Sans contestation possible, la collection "Long courrier" de chez Dargaud, est un gage de haute qualité scénaristique et picturale. Forte d’un vivier pluraliste d’une trentaine d’albums, elle peut se targuer de publier les travaux d’auteurs de très grands talents. "Quand souffle le vent" confirme haut la main cette constatation.

En ce one-shot, Laurent Galandon nous expose un récit fort dans son contexte. Il dresse un état des lieux alarmant d’une petite communauté minière du nord de la France du début du 20ème, marquée par la vanité et le manque d’humanité d’un responsable minier et grevée d’un passé mystérieux jusqu’à présent dissimulé. L’arrivée inopportune d’une troupe tsigane va faire remonter à la surface les remugles de faits tragiques que tous auraient souhaité voir enfouis au plus profond de la terre.

Finement menées par celui qui est également à l’origine des séries "Gémélos" et "L’envolée sauvage", ces péripéties minières développent une intrigue bien prenante. Pour cela, Laurent Galandon a choisi les épaules d’Antoine et de Kheshalya pour pouvoir la porter à son terme.

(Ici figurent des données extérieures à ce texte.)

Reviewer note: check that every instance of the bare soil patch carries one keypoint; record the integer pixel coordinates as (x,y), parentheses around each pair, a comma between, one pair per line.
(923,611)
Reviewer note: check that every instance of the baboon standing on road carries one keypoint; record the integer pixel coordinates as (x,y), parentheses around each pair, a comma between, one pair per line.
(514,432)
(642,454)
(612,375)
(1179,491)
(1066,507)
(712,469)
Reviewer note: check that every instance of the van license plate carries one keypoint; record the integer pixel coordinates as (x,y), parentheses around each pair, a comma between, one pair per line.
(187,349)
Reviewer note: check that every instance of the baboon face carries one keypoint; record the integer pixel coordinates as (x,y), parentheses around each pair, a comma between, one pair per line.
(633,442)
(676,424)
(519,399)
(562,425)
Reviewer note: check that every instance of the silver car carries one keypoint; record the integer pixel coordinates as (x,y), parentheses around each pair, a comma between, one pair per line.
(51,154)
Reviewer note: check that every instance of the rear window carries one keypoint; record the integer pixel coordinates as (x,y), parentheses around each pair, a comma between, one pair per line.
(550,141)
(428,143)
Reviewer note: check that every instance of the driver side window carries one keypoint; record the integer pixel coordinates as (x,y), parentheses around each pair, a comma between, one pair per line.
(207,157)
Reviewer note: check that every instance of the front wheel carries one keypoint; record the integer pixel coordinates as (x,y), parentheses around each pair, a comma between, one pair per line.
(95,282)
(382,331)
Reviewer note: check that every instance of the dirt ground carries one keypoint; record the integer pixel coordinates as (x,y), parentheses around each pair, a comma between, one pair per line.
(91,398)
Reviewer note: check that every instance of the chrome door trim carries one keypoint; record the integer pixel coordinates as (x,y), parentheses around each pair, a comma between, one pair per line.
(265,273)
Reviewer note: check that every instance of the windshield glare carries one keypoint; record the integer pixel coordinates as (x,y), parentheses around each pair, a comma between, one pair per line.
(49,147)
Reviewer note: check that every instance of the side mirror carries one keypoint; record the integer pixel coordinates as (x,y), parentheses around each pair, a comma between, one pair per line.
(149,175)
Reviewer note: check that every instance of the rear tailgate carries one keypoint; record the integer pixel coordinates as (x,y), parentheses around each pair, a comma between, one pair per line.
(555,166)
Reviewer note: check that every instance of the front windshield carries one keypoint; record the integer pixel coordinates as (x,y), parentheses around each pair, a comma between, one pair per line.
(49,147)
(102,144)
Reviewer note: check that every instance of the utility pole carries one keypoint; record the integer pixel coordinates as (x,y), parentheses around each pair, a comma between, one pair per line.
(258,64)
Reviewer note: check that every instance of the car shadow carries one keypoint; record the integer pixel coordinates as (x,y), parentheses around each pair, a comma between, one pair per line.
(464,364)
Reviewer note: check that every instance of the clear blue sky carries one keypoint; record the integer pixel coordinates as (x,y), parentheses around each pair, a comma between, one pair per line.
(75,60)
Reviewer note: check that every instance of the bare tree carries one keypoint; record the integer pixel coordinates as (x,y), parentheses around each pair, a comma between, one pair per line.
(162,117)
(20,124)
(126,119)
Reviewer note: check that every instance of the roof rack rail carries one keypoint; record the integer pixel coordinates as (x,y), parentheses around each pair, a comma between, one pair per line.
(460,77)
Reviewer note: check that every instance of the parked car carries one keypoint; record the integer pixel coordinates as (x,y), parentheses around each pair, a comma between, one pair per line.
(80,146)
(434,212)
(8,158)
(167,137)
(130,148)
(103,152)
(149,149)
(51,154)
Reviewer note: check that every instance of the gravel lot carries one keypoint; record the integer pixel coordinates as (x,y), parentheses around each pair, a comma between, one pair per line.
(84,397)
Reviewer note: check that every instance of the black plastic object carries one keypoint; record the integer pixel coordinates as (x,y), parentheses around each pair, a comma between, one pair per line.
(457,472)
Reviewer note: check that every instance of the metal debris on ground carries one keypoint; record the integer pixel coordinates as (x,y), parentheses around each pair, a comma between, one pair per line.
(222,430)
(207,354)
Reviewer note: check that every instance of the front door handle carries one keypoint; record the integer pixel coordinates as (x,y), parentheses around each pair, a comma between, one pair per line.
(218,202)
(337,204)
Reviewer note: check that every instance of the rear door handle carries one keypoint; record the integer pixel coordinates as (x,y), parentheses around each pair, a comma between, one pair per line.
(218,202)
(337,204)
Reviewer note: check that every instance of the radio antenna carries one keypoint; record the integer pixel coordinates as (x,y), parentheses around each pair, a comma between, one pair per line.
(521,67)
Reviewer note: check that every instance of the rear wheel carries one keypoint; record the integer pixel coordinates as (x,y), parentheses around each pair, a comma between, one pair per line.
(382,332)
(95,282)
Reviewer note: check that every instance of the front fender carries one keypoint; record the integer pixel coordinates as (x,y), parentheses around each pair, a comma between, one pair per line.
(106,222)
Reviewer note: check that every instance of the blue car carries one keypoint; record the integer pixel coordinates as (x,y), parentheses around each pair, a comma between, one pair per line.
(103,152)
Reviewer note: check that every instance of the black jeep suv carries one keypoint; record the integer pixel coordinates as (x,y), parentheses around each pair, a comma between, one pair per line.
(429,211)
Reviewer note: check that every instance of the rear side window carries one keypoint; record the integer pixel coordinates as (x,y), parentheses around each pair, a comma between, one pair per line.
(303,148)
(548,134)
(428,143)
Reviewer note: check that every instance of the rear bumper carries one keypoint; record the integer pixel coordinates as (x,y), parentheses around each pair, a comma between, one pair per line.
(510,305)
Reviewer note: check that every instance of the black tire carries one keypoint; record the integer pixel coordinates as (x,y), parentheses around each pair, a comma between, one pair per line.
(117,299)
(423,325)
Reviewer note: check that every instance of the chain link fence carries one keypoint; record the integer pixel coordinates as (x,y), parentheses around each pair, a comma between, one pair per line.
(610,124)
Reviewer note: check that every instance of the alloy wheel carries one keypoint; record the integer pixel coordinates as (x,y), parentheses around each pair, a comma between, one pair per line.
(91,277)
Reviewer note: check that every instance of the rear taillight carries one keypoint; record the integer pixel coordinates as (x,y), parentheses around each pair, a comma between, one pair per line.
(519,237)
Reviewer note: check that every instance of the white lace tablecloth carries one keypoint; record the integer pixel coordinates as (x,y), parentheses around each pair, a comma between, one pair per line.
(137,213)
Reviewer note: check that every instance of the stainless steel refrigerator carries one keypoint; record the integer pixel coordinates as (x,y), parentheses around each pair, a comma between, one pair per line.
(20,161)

Ces deux personnages, enferrés chacun dans un carcan culturel différent, éveillent par leur rencontre de nombreux sentiments (neutralité, insouciance, profit de l’instant présent, jeunesse, amour…). Par ailleurs, à l’ombre des deux jeunes, d’autres personnages au passé énigmatique commun se tapissent tels le vieux Mortier, Louis et une bonne partie de la communauté minière.

On ne pourra que se laisser entraîner par le souffle scénaristique qui dans une progression bien maîtrisée, enfle au rythme des aveux disséminés, jusqu’à prendre tout son ampleur à la divulgation de la vérité. S’il subsiste une once de fantastique, le sujet est traité avec une certaine humanité et dénonce avec vigueur la folie des hommes.

L’univers minier vu par Cyril Bonin est d’une authenticité frappante. L’insécurité de ces forçats des galeries souterraines y est palpable. Son trait atypique qui n’a cessé d’évoluer favorablement et que l’on peut apprécier également dans la série "Fog" ou dans le premier volume de "Quintett", est d’une grande finesse, très détaillé et parfois légèrement disproportionné au niveau de certains personnages. La beauté de Kheshalya au travers de son regard mutin est fondante et retranscrit avec pudeur la culture tsigane.

"Quand souffle le vent" est un très grand moment de lecture que je conseille vivement pour sa façon d’aborder, dans un contexte social difficile, des fait tragiques avec bonté et rigueur artistique.